- Born: January 29, 1986 (age 40) Yobe State, Nigeria
- Education: BA English
- Alma mater: University of Maiduguri
- Occupations: Business woman, writer, tv presenter
- Years active: 2010 till present
- Known for: Business
- Spouse: Yusuf Adamu Gagdi ​(m. 2023)​

= Laylah Ali Othman =

Nigerian business women

Laylah Ali Othman (born January 29, 1986) is a Nigerian interior designer, writer and reality TV presenter as well as business woman, who is best known for selling home furnishings such as chairs and beds. She is also known as the owner of a publishing company called L magazine, and it presents a program called Voices of the Youth.

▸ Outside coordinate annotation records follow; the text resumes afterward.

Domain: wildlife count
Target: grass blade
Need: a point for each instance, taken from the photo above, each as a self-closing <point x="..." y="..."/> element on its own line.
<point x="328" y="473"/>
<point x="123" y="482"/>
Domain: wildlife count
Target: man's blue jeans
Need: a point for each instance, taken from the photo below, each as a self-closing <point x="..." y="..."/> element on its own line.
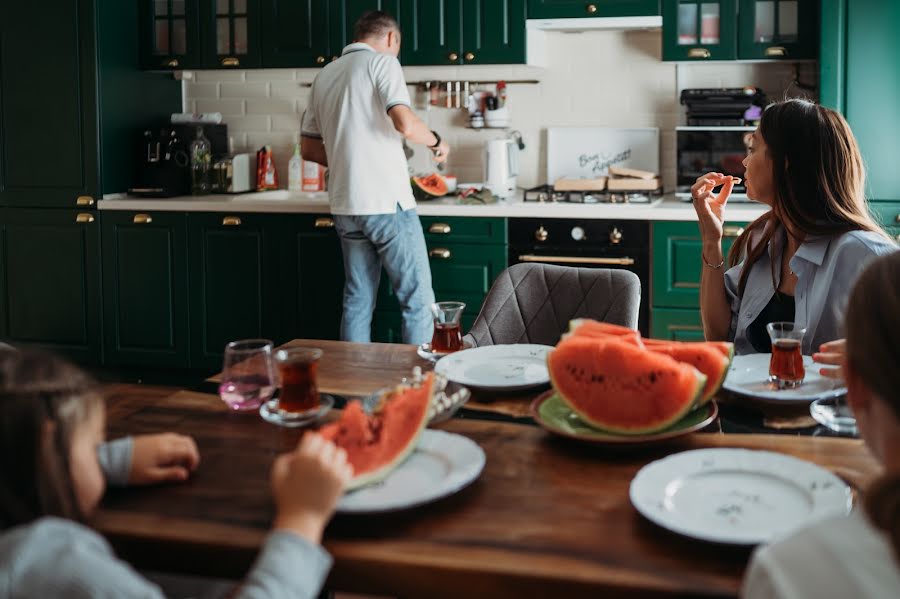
<point x="396" y="242"/>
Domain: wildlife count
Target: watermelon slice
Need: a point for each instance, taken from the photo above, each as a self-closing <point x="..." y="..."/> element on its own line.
<point x="379" y="442"/>
<point x="619" y="387"/>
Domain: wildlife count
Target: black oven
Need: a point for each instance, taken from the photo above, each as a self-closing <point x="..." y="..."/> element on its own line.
<point x="586" y="243"/>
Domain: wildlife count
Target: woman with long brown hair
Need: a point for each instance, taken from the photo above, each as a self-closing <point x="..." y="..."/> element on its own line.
<point x="798" y="261"/>
<point x="859" y="555"/>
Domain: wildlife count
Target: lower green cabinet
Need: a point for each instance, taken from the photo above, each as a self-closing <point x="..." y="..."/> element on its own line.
<point x="145" y="289"/>
<point x="314" y="281"/>
<point x="50" y="281"/>
<point x="676" y="324"/>
<point x="233" y="264"/>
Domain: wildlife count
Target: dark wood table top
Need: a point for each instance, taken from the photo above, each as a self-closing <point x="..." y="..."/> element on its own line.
<point x="547" y="517"/>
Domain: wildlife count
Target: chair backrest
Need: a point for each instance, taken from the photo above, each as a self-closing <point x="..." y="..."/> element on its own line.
<point x="533" y="303"/>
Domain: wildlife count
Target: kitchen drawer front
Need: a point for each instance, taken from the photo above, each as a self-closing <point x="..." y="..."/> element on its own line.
<point x="677" y="262"/>
<point x="676" y="324"/>
<point x="456" y="229"/>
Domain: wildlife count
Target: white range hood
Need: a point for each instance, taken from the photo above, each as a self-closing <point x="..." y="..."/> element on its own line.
<point x="536" y="31"/>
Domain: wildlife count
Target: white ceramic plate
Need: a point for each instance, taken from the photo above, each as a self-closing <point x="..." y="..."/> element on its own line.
<point x="498" y="367"/>
<point x="442" y="464"/>
<point x="749" y="375"/>
<point x="736" y="496"/>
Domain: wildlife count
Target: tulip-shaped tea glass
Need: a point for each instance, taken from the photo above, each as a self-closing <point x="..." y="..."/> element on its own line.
<point x="248" y="375"/>
<point x="786" y="366"/>
<point x="447" y="336"/>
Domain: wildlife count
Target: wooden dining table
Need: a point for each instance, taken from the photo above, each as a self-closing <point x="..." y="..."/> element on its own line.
<point x="547" y="517"/>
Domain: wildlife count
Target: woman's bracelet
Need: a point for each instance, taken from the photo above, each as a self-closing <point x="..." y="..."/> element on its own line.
<point x="713" y="266"/>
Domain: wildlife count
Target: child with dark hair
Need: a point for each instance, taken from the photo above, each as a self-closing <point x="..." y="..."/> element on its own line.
<point x="858" y="555"/>
<point x="54" y="465"/>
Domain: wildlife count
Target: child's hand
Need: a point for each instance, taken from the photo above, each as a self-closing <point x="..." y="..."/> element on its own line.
<point x="162" y="458"/>
<point x="833" y="353"/>
<point x="306" y="484"/>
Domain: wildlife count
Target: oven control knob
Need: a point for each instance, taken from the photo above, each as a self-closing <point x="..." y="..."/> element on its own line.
<point x="615" y="236"/>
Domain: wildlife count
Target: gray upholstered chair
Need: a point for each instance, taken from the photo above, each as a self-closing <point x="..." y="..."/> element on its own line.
<point x="533" y="303"/>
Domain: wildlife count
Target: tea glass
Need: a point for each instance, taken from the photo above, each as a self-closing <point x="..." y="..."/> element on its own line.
<point x="786" y="369"/>
<point x="447" y="337"/>
<point x="248" y="374"/>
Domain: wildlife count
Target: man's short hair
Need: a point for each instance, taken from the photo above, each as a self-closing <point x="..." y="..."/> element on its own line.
<point x="375" y="23"/>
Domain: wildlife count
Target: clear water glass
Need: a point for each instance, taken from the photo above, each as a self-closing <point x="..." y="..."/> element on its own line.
<point x="248" y="374"/>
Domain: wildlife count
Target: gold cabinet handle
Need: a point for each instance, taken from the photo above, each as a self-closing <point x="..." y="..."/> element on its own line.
<point x="439" y="229"/>
<point x="699" y="53"/>
<point x="577" y="260"/>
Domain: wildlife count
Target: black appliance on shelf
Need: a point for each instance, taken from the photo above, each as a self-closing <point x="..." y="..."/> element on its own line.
<point x="589" y="243"/>
<point x="163" y="167"/>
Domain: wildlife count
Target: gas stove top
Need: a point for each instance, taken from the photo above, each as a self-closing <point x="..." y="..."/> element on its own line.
<point x="548" y="194"/>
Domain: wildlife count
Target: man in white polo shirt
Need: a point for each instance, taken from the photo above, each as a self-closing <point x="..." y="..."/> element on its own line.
<point x="358" y="115"/>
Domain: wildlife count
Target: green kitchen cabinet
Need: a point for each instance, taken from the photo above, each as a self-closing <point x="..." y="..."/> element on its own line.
<point x="556" y="9"/>
<point x="170" y="34"/>
<point x="50" y="281"/>
<point x="859" y="77"/>
<point x="234" y="291"/>
<point x="145" y="289"/>
<point x="295" y="33"/>
<point x="676" y="324"/>
<point x="700" y="30"/>
<point x="493" y="32"/>
<point x="677" y="262"/>
<point x="313" y="284"/>
<point x="786" y="29"/>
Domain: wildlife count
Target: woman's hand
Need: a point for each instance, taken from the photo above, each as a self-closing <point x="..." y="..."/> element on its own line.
<point x="833" y="353"/>
<point x="710" y="209"/>
<point x="306" y="484"/>
<point x="166" y="457"/>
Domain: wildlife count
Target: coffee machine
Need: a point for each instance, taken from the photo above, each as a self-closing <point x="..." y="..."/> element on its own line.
<point x="163" y="167"/>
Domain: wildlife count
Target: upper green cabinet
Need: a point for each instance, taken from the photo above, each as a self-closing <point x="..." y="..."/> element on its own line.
<point x="740" y="29"/>
<point x="700" y="30"/>
<point x="778" y="29"/>
<point x="555" y="9"/>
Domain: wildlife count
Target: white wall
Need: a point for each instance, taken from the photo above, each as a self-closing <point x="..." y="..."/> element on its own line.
<point x="604" y="78"/>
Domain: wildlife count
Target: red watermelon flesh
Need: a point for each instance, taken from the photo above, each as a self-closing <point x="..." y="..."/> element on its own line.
<point x="614" y="385"/>
<point x="585" y="327"/>
<point x="377" y="443"/>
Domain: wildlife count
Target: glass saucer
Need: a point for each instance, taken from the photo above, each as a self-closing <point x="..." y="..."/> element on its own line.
<point x="271" y="413"/>
<point x="834" y="414"/>
<point x="424" y="351"/>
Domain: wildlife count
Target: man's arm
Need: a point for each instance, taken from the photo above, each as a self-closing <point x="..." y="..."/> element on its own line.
<point x="313" y="149"/>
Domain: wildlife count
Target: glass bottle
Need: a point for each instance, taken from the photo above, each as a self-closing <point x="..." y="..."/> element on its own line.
<point x="201" y="157"/>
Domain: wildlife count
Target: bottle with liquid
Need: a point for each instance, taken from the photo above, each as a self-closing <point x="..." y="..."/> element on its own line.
<point x="295" y="170"/>
<point x="201" y="157"/>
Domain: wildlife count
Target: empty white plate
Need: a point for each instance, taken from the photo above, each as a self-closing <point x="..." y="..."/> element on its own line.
<point x="498" y="367"/>
<point x="736" y="496"/>
<point x="749" y="375"/>
<point x="442" y="464"/>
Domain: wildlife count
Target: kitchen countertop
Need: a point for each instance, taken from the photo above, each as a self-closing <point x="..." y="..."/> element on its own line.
<point x="282" y="201"/>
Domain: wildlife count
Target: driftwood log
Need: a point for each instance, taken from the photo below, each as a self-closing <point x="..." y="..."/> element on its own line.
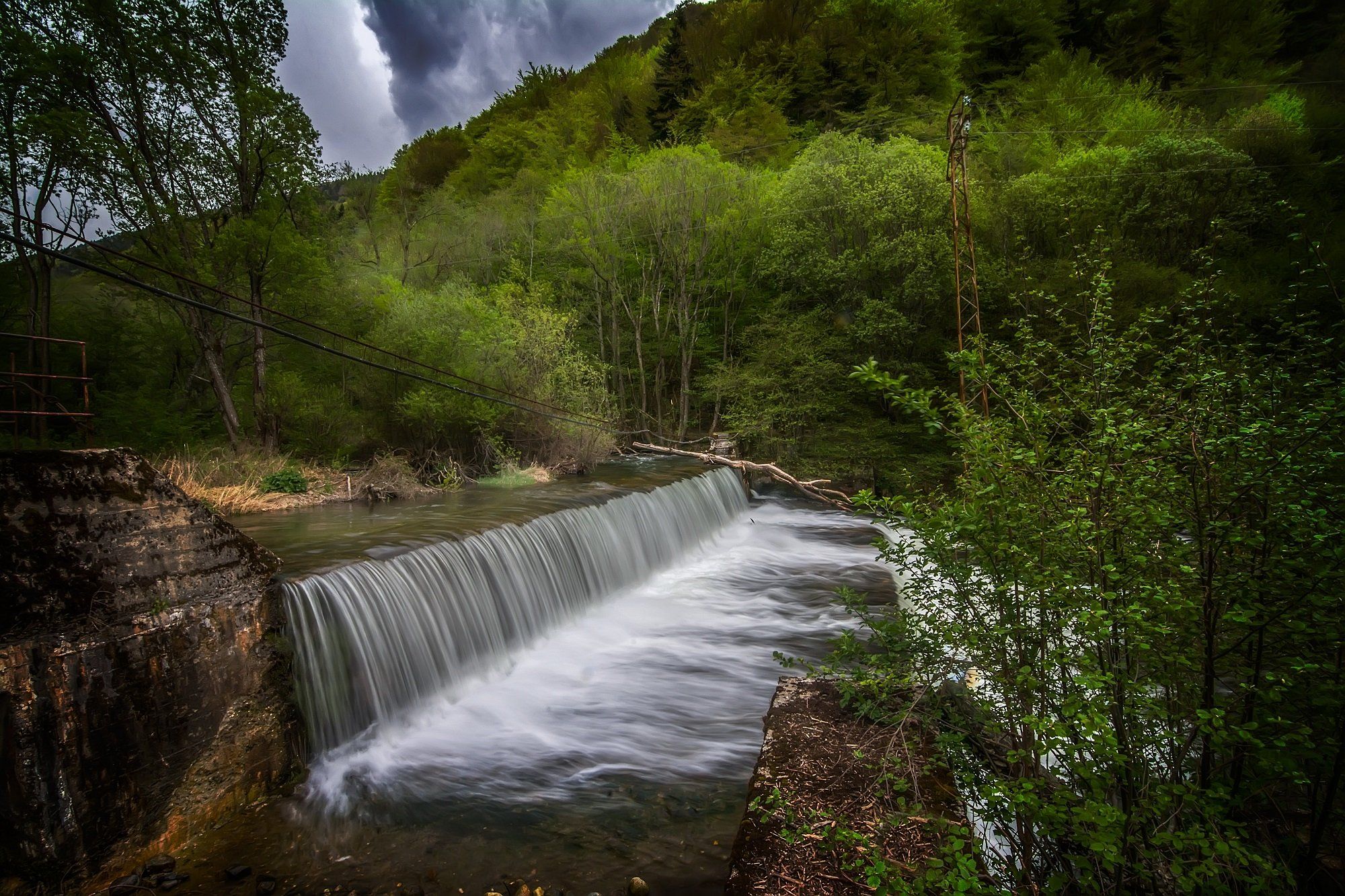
<point x="812" y="487"/>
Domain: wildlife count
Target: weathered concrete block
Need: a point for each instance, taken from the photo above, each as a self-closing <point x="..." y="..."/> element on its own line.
<point x="142" y="678"/>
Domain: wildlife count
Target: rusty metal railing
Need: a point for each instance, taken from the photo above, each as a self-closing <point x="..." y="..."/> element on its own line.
<point x="34" y="386"/>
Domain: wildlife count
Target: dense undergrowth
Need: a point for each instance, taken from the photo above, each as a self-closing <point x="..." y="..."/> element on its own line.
<point x="1140" y="571"/>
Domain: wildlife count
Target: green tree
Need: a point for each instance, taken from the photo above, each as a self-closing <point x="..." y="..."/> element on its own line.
<point x="1140" y="561"/>
<point x="182" y="136"/>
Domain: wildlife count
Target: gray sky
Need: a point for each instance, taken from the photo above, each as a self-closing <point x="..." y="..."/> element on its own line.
<point x="377" y="73"/>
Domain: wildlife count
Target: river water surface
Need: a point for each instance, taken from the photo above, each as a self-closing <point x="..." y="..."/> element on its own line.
<point x="562" y="682"/>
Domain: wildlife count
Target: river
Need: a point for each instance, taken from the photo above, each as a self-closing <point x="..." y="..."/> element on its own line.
<point x="562" y="682"/>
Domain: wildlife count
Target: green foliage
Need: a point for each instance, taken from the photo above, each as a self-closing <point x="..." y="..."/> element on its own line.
<point x="287" y="482"/>
<point x="1137" y="561"/>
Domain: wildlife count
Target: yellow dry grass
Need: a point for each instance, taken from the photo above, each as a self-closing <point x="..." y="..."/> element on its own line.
<point x="231" y="483"/>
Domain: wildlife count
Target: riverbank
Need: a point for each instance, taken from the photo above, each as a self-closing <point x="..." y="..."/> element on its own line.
<point x="840" y="805"/>
<point x="235" y="483"/>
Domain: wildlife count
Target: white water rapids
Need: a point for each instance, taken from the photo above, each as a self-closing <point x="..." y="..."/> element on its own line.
<point x="547" y="662"/>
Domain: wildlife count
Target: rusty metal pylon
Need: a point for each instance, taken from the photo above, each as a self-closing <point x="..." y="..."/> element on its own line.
<point x="966" y="294"/>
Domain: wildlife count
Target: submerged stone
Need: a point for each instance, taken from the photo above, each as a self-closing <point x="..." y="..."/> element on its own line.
<point x="126" y="885"/>
<point x="142" y="696"/>
<point x="161" y="864"/>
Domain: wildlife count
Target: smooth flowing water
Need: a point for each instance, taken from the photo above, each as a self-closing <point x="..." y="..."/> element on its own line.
<point x="568" y="688"/>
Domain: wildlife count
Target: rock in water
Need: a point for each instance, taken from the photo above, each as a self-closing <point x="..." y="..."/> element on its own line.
<point x="161" y="864"/>
<point x="127" y="885"/>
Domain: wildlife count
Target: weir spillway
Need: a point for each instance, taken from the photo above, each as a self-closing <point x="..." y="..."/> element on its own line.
<point x="379" y="637"/>
<point x="568" y="677"/>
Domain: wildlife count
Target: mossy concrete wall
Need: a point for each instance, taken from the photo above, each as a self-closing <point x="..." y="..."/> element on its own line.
<point x="142" y="676"/>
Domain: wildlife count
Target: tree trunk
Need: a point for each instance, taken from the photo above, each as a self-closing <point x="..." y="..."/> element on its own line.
<point x="213" y="356"/>
<point x="267" y="424"/>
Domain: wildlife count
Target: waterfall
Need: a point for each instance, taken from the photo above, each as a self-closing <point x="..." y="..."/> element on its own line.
<point x="381" y="635"/>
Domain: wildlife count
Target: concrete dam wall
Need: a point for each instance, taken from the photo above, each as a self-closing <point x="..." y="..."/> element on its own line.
<point x="143" y="682"/>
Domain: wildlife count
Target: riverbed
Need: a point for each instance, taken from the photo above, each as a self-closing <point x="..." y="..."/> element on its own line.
<point x="598" y="736"/>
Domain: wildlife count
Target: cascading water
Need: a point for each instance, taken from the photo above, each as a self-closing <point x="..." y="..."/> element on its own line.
<point x="379" y="637"/>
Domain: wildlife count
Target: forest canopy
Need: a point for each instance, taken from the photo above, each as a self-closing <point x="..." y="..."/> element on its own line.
<point x="739" y="221"/>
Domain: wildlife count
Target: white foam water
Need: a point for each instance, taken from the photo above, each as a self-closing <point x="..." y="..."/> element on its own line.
<point x="649" y="658"/>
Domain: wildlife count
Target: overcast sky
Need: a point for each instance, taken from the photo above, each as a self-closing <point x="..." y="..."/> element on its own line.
<point x="376" y="73"/>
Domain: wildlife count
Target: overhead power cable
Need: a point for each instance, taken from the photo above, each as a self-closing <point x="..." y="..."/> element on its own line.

==Early life and education==
Laylah was born in Yobe State of Nigeria, but she grew up in Kaduna, where she studied her basic education, nursery and primary school in Kaduna state. She later completed her junior and senior high school in Damaturu. She is currently the CEO and managing director of Superb Brand, namely & N (Laylah & Nahaar) Interiors and Exterior Décor Nig.

She has a degree in BA English from University of Maiduguri, Diploma in interior decoration from Lotus Educational Institute, Dubai and another diploma in space management from Maren School of Interior Décor and Design. Additionally, she has another 2nd degree from ESCAE-University, Benin republic

==Awards and achievements==

| Year | Award | Organization |
|---|---|---|
| 2015 | Award of Honor | Eastern Mediterranean University (Nigerian Week) |
| 2018 | Award of Excellence | Gamji Students |
| 2018 | Award of Excellence | Department of Public Admin, Faculty of Admin, ABU |
| 2018 | Award of Excellence | West African Students |
| 2018 | Certificate of Appreciation | Startup Sokoto |
| 2018 | Certificate of Participation | Startup Kano |
| 2019 | Meritorious Award of Honor | Nigerian Youth Progress in Democracy |
| 2019 | Certificate of Honor | Democratic Youth Assembly of Nigeria |
| 2019 | Award of Honor | National Association of Nigerian Students (Zone A) |
| 2019 | Life Time Award of Credence | Youth Assembly of Nigeria |
| 2019 | Northern Philanthropic Award of Excellence | Save Democracy Group, Africa |
| 2019 | Corporate Social Responsibility Award | PR Times Africa |
| 2020 | Award of Honor | National Association of Northern Corpers |

==Personal life==
Laylah is married to Yusuf Adamu Gagdi, who is a politician of the All Progressives Congress from Plateau State, Nigeria.